Ces évolutions ont de nombreux effets positifs, mais il est important de se demander quel pouvoir elles donnent aux entreprises privées sur la démocratie, comment elles transforment l'écosystème informationnel des citoyens, et en définitive, quelles sont les pré-requis nécessaires à un système de délibération démocratique qui améliorerait les libertés individuelles ? Nos sociétés modernes se sont surtout occupées de placer des limites au pouvoir de censure des gouvernements, et d'apporter des protections aux libertés fondamentales des citoyens. Mais les menaces qui se présentent aujourd'hui sont nouvelles et requièrent de nouveaux outils conceptuels et techniques.

D'une part, il est important de préserver la pluralité de l'information. Il faut éviter que les gens ne se retrouvent exposés qu'à des informations qu'ils auraient sélectionnées à l'avance. D'autre part, il faut préserver la capacité des gens à partager des expériences communes et à appartenir simultanément à des communautés différentes.

Pris du point de vue de la démocratie, Sunstein décrit donc comme un cauchemar l'idéal médiatisé de l'internet 2.0 où l'individu est devenu une commodité qu'on s'échange via les termes de «visites» ou de «taux de trafic.» Rémunérés via les informations qu'ils collectent sur leurs visiteurs, les sites internet ont intérêt à les retenir le plus possible, et donc à les confiner dans des enclaves informationnelles.
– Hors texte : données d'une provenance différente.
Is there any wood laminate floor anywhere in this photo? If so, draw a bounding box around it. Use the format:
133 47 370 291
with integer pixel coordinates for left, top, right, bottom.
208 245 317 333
La solution proposée par Sunstein tient compte les évolutions empiriques constatées depuis plusieurs années. Elle consiste d'abord à développer le sens citoyen des internautes ainsi que leur compréhension des mécanismes qui sont en jeu. Sur ce point, le rôle du gouvernement sera de s'assurer de la neutralité des moyens de communication et d'empêcher un sites donné d'isoler ses membres du reste de l'internet.

Sunstein refuse donc de céder aux sirènes de l'auto-régulation prônées par les professionnels de l'Internet. Le rôle de l'état restera fondamental pour assurer le développement démocratique du réseau. La question n'est pas de savoir s'il faut ou non réglementer Internet, mais plutôt de se demander comment.

Sur ce point, Susntein adopte une attitude très nord-américaine en mettant l'accent sur l'importance de protéger le «free speech», la liberté de conscience. De façon originale, il met l'accent sur le rôle des intermédiaires dans son développement sur Internet. En définitive, ce sont eux qu'il faut protéger car ils assurent la transmission des informations entre les groupes hermétiques qui peuvent se développer sur le réseau.